Umbilical cord as a mesenchymal stem cell source for treating joint pathologies

Abstract

Articular cartilage disorders and injuries often result in life-long chronic pain and compromised quality of life. Regrettably, the regeneration of articular cartilage is a continuing challenge for biomedical research. One of the most promising therapeutic approaches is cell-based tissue engineering, which provides a healthy population of cells to the injured site but requires differentiated chondrocytes from an uninjured site. The use of healthy chondrocytes has been found to have limitations. A promising alternative cell population is mesenchymal stem cells (MSCs), known to possess excellent proliferation potential and proven capability for differentiation into chondrocytes. The "immunosuppressive" property of human MSCs makes them an important candidate for allogeneic cell therapy. The use of allogeneic MSCs to repair large defects may prove to be an alternative to current autologous and allogeneic tissue-grafting procedures. An allogeneic cell-based approach would enable MSCs to be isolated from any donor, expanded and cryopreserved in allogeneic MSC banks, providing a readily available source of progenitors for cell replacement therapy. These possibilities have spawned the current exponential growth in stem cell research in pharmaceutical and biotechnology communities. Our objective in this review is to summarize the knowledge about MSCs from umbilical cord stroma and focus mainly on their applications for joint pathologies.

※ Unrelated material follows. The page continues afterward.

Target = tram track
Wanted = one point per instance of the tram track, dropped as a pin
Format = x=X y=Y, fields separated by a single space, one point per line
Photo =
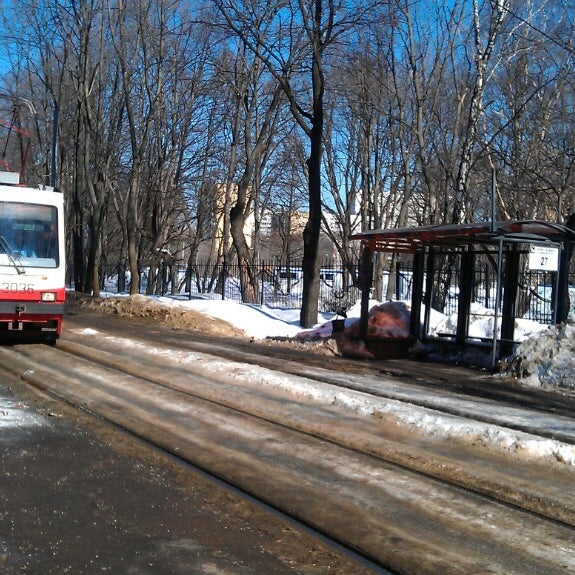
x=396 y=491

Keywords: Cartilage degeneration; Human; Mesenchymal stem cell; Umbilical cord.

Figure 1

Characterization of the mesenchymal stem cell population from human umbilical cord stroma. A: Flow cytometry of the principal mesenchymal stem cell (MSC) markers. In each diagram, at the top is the name of the marker, at the bottom the fluorochrome used and at the top right the percentage of positive cells; B: Immunofluorescence analysis of CD44 and CD90 in a human umbilical cord cryosection; DAPI was used to label cell nuclei. (Magnification 20 ×); C: Alizarin red stain (upper) and Oil red O stain (lower) of spheroids engineered from MSCs differentiated in two defined media, proving their pluripotency. OM: Osteogenic medium; AM: Adipogenic medium; DMEM: Control medium with no defined cytokines to promote differentiation.

Figure 2

Representative diagrams of the methodology for spheroid chondrogenesis. Diagram showing culture times used for a new method for the induction of chondrogenesis. Representative sections of immunohistochemical analyses for collagen type 2 (COL2) expression from spheroids engineered from Wharton´s jelly mesenchymal stem cells at different times of chondrogenesis are shown. (Magnification 10x). AA: Ascorbic acid; MTG: Monothioglycerol; RA: Retinoic acid; KO serum: Knock out serum (GIBCO™); TGFβ-3: Recombinant human transforming growth factor-β3; TRANS: Transferrine; DEX: Dexamethasone.

Figure 3

Cellular therapy. A: Graphic illustrating the regeneration of a chondral lesion in vitro; B: Wharton’s jelly mesenchymal stem cells (MSCs) growing in vitro in a human osteochondral punch lesion over 90 d in chondrogenic medium with added transforming growth factor β3. Modified Masson staining shows the MSCs differentiating in the lesion (Magnification 2 ×, 4 × and 20 ×); C: Graphic portraying the technique of intra-articular injection of MSCs into an injured joint to treat lesions in vivo.